物件の取得費や工事費などで当初借入がある場合は更に利益は減ります。
どの飲食でも人件費が高く付きますが、お好み焼き屋の場合には家族経営であれば人件費は更に下げる事も可能ですし、顧客が調理をする形態であればもう少し人件費を抑える事も出来るでしょう。
原価は25%で計算しましたが、20%~の原価率でやっているお好み焼き屋は沢山あります。
また季節によって売り上げもバラつきが出るため、季節ものやサイドメニューの工夫をする等も必要になってきます。

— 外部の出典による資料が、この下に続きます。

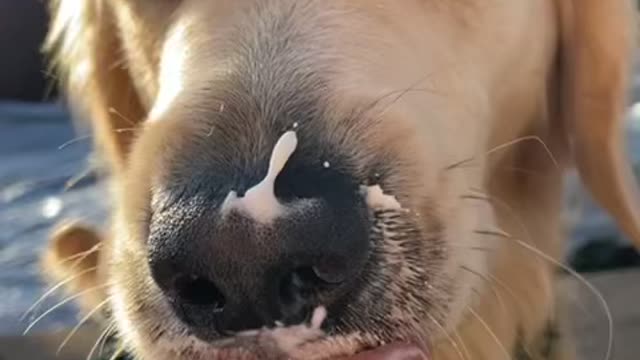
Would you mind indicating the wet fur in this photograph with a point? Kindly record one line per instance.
(110, 55)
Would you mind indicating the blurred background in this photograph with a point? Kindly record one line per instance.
(44, 178)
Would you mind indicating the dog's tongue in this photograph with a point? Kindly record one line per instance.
(397, 351)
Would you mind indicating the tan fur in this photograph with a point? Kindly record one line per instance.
(473, 75)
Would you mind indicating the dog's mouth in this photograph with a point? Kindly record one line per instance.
(309, 341)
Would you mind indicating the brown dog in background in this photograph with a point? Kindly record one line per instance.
(467, 112)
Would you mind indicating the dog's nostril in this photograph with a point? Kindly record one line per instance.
(195, 290)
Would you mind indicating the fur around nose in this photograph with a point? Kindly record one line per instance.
(224, 271)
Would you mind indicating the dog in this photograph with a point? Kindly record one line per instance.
(317, 179)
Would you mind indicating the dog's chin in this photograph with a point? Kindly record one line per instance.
(353, 347)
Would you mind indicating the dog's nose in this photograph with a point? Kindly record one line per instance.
(240, 275)
(236, 266)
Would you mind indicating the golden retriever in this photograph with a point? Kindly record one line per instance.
(315, 179)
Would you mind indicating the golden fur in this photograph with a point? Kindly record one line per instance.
(482, 104)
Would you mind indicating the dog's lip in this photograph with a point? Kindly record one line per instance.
(394, 351)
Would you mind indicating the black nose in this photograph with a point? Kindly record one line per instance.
(226, 272)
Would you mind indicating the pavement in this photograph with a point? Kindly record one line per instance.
(621, 289)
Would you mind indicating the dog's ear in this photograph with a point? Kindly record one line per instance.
(87, 56)
(597, 42)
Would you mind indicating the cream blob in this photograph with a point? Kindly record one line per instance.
(260, 202)
(378, 200)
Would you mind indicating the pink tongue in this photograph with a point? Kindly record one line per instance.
(396, 351)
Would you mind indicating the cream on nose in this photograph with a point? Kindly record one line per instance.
(259, 202)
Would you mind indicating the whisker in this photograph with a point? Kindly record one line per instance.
(80, 323)
(101, 338)
(491, 333)
(60, 304)
(573, 273)
(491, 287)
(113, 111)
(513, 142)
(455, 344)
(53, 289)
(79, 256)
(74, 140)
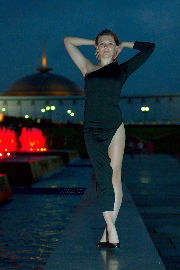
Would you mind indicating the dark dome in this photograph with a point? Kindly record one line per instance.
(43, 84)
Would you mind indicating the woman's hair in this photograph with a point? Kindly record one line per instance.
(108, 32)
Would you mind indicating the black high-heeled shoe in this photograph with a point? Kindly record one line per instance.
(113, 245)
(103, 244)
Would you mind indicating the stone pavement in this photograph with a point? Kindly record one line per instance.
(76, 248)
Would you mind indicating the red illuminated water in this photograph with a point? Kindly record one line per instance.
(32, 139)
(8, 141)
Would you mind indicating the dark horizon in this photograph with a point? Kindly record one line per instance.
(24, 26)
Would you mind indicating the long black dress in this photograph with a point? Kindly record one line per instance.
(102, 117)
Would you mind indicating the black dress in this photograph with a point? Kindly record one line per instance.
(102, 117)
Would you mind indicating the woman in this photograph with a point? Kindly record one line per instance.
(104, 130)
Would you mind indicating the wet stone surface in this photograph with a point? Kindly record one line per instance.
(31, 224)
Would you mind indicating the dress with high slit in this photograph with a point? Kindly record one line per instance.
(103, 116)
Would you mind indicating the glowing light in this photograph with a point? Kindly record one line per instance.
(1, 117)
(7, 140)
(44, 56)
(31, 139)
(53, 108)
(144, 109)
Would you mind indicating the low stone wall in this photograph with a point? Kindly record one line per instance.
(28, 170)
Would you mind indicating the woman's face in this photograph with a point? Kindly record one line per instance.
(107, 46)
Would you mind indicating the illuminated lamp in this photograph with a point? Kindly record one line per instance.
(1, 117)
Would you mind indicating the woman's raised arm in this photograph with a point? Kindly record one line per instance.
(78, 58)
(145, 48)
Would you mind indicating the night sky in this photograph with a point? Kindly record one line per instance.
(24, 25)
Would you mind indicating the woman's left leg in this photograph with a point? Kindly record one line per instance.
(115, 152)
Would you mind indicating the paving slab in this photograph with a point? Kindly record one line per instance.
(76, 248)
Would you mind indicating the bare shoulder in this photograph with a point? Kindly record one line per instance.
(90, 67)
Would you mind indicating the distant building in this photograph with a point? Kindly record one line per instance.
(48, 95)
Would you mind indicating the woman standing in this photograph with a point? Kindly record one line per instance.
(104, 130)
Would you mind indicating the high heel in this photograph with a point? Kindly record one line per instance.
(113, 245)
(103, 244)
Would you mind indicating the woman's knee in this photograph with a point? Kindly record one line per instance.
(117, 172)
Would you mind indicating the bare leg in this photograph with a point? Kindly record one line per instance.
(116, 151)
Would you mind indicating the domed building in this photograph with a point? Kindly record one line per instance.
(44, 95)
(52, 96)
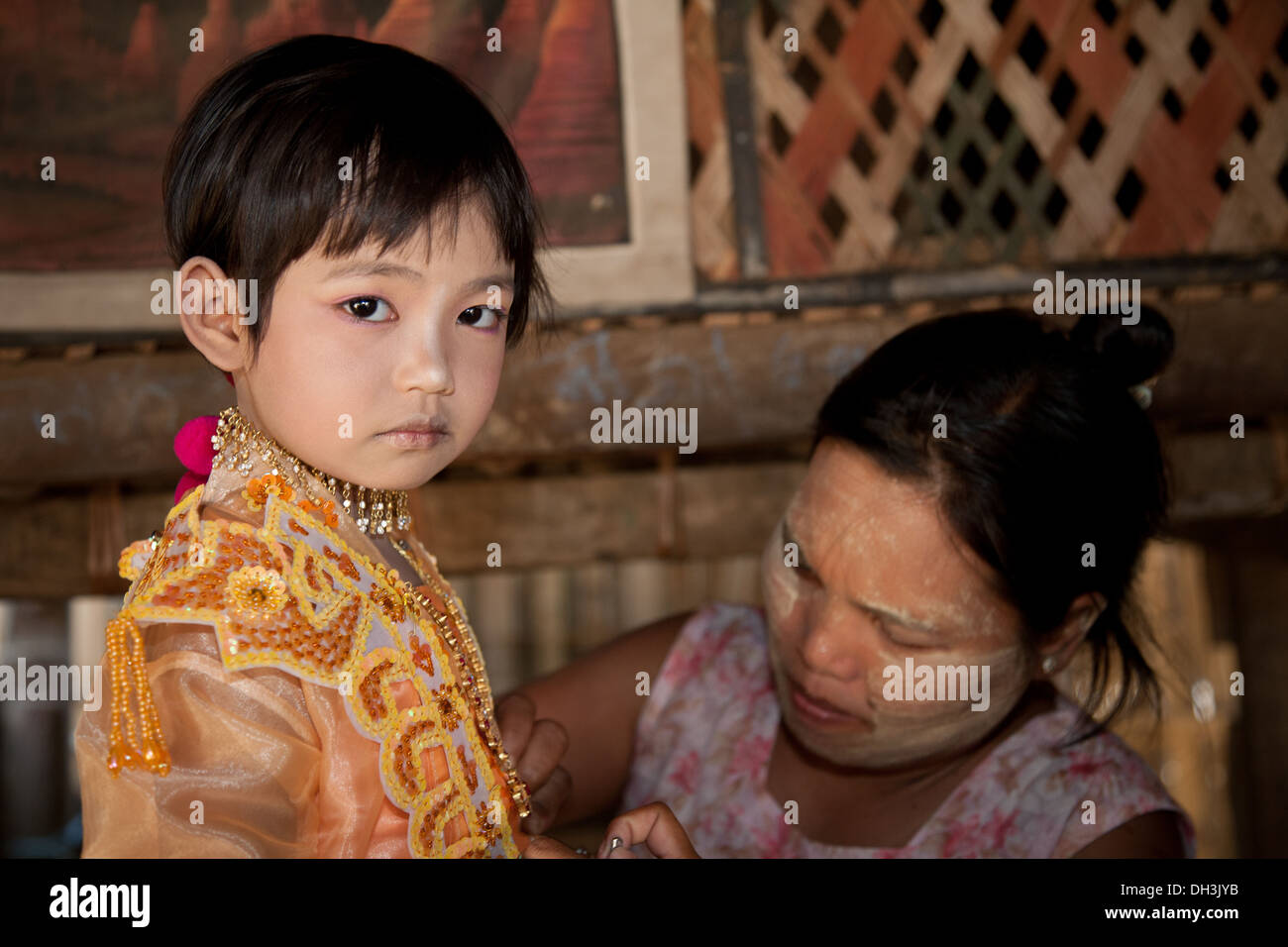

お好み焼きは飲食の中でも利益が出やすい業態ではありますが、難点を挙げるとすれば回転率の悪さです。
その為どれだけ客単価を上げられるかも重要になってきます。
計算では客単価1800で計算をしましたが出来れば単価2500~3000を目指したい所。
またサイドメニューやトッピングを豊富にしたり、夜メニューを変える・アルコールやテイクアウトを充実させる方法もあります。
他にも原価率の低いアルコールやソフトドリンクを提供したり店内POPを目立つようにする・お好み焼きに限らず他の鉄板ものも併せて販売する・来店客へのクーポンチラシやDMを送る等、細かい店内の仕様にはやれる事は沢山あります。
またお好み焼きは油を使うので特に女性客の取り込みが難しい場合もあります。
臭いをなるべく付着させずに調理する工夫や見た目の工夫・野菜を多めに取り入れたメニューやイベント性の演出等も必要になってきます。
女性客を増やす事で口コミから客数が増える事もありますし、デザート系やドリンクのオーダーが増えるので客単価が上がる事もあり、女性客の取り込みも大切です。
お好み焼き屋の開業当初においては他店との差別化も考え、どのようにリピーターを確保していくのか、常に集客を試行錯誤しながら模索していく事になります。
またお好み焼きはその特性上、普段の食事としてだけでなくお祭りやイベント・たまの家族との食事や恋人とのデートなど、楽しく賑やかな空間を楽しめる場でもあります。
普段から気軽に心地よく利用してもらえるような店舗造りも、お好み焼き屋の集客にとっては大切な要素となります。
お好み焼き屋で修行は必要?
お好み焼き屋で修行は必要なのでしょうか。
確かに脱サラをして、あまり修行もせずにすぐに開業をしてしまう人も中にはいます。
個人的には必ずしも修行が必要だとは思いませんが、自分なりの「準備」は必要だと思います。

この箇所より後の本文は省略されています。